What should I do to have a data structure which is memory scalable?

Consider the following large btree:

$ ./debugzope

    >>> from BTrees.OOBTree import OOBTree
    >>> root['btree']=OOBTree()
    >>> for i in xrange(700000):
    ...   root['btree'][i] = tuple(range(i,i+30))
    >>> import transaction
    >>> transaction.commit()

Quit and restart  ./debugzope

Now I just want to know if some value is in the btree:

    >>> 'value' in root['btree'].values()

or compute the length

    >>> len(root['btree'])
(I'm already using some separate lazy bookkeeping for the length, but even if len() is time consuming for a btree, it should be possible from a memory point of view)

This loads the whole btree in memory (~500MB), and that memory never gets released! If the btree grows, how will I be able to use it? (>2GB)
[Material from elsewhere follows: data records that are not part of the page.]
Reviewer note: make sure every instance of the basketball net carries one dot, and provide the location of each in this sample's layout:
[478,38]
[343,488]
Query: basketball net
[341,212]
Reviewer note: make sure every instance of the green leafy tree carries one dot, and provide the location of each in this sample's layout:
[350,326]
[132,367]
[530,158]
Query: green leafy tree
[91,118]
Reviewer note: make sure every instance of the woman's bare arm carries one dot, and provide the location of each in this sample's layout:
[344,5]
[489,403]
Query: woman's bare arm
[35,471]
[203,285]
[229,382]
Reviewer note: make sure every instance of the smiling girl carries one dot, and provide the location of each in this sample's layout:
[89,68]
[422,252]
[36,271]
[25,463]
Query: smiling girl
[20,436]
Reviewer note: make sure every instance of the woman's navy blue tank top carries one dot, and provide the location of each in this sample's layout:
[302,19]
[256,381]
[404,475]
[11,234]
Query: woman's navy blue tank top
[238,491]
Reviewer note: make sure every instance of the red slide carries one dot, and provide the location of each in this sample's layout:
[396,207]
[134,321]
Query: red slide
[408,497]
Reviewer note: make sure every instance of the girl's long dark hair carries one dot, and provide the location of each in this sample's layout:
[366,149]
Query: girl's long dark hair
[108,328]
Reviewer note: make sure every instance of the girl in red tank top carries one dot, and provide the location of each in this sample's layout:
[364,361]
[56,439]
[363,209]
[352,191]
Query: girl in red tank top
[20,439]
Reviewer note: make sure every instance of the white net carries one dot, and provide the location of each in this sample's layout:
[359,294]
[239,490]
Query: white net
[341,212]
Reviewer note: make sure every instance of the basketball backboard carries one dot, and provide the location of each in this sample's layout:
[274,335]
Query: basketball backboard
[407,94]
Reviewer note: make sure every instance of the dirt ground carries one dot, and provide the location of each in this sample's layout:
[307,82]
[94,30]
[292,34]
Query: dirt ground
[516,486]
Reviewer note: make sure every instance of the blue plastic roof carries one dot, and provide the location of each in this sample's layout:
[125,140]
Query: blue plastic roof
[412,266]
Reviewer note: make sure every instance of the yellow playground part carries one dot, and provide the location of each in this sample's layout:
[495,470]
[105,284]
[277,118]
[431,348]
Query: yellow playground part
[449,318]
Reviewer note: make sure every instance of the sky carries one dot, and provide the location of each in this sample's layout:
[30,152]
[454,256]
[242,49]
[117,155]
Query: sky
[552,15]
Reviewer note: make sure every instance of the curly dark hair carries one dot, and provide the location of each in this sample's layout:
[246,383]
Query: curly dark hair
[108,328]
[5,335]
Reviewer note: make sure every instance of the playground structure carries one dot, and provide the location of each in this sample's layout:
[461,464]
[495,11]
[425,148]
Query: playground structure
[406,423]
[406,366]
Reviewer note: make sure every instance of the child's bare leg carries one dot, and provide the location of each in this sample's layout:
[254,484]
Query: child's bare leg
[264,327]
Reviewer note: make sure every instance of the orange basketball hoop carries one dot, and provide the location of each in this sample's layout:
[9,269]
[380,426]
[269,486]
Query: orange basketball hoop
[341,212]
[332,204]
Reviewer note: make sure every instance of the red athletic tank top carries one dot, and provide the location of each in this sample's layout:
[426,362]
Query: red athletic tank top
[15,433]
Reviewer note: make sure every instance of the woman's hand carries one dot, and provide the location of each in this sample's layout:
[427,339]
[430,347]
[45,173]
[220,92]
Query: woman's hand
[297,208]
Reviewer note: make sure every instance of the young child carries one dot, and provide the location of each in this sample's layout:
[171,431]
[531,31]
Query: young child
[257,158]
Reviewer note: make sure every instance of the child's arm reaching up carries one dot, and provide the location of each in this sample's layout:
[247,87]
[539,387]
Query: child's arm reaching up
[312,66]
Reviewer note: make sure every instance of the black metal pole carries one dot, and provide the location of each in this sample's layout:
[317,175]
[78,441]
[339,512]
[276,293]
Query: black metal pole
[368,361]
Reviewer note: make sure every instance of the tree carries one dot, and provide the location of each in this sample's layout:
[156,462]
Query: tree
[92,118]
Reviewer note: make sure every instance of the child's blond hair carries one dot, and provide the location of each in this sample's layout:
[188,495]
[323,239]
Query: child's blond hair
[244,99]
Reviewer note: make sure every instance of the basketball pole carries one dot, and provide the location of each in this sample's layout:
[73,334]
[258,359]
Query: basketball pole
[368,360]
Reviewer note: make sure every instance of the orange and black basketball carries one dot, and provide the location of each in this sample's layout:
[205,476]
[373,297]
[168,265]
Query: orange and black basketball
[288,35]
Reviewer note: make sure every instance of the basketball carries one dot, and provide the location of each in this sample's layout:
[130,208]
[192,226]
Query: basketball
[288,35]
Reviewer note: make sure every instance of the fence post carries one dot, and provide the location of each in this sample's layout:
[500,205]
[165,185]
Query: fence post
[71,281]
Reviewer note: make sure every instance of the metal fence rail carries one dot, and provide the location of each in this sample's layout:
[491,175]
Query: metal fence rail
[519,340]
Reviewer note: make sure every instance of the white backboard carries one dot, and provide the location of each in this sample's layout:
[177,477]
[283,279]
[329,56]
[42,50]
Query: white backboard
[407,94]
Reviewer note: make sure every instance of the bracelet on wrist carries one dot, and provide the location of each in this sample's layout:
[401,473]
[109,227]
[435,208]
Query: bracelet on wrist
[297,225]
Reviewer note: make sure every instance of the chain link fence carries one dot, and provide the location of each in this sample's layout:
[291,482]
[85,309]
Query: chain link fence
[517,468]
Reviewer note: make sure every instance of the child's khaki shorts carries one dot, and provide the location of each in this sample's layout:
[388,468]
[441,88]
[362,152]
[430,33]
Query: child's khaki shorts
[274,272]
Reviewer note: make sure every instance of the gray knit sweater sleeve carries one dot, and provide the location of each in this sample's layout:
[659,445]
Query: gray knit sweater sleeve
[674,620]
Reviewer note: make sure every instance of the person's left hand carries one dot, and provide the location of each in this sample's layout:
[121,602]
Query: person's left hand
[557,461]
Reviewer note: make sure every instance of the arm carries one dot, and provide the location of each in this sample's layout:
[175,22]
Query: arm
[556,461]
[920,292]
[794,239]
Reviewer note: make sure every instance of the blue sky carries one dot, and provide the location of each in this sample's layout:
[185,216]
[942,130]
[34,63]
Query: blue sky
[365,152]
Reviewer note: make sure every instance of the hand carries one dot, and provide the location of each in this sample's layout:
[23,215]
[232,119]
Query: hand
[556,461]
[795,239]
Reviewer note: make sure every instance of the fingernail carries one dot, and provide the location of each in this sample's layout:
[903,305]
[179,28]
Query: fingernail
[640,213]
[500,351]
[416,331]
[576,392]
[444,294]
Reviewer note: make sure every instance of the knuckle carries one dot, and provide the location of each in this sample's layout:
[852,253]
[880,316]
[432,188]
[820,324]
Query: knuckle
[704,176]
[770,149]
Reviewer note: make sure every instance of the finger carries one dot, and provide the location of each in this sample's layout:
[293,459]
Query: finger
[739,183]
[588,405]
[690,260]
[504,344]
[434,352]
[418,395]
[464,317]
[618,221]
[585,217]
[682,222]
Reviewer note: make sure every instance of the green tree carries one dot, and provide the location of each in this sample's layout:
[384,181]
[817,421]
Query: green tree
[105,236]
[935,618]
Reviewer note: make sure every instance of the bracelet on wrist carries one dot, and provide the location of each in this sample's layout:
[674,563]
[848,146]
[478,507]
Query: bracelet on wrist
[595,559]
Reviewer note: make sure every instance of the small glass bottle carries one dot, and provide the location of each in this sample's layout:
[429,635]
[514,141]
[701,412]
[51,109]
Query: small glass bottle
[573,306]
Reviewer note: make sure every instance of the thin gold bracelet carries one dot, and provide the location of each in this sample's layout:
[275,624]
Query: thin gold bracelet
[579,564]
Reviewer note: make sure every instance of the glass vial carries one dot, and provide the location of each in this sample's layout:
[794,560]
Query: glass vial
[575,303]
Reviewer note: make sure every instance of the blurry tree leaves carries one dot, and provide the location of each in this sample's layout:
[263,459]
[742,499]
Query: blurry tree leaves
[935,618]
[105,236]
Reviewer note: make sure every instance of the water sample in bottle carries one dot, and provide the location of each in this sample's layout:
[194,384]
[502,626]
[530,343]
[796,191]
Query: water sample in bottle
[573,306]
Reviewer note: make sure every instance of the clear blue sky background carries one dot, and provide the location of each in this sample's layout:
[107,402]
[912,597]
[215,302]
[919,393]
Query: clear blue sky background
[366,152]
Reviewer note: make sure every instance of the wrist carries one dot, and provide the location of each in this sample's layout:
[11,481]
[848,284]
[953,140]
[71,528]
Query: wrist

I've tried to scan the btree by using slices, using root['btree'].itervalues(min,max), and by trying to do some transaction.abort()/commit()/savepoint()/anything() between the slices. But every slice I parse allocates yet another amount of memory, and when the whole btree has been scanned using slices, it's like the whole btree was in memory.

I've also tried with lists, the result is the same, except the memory gets eaten even quicker.

What I understand is that the ZODB wakes up everything, and the memory allocator of python (2.4) never release the memory. Is there a solution or something I missed in the API of the ZODB or BTrees or python itself?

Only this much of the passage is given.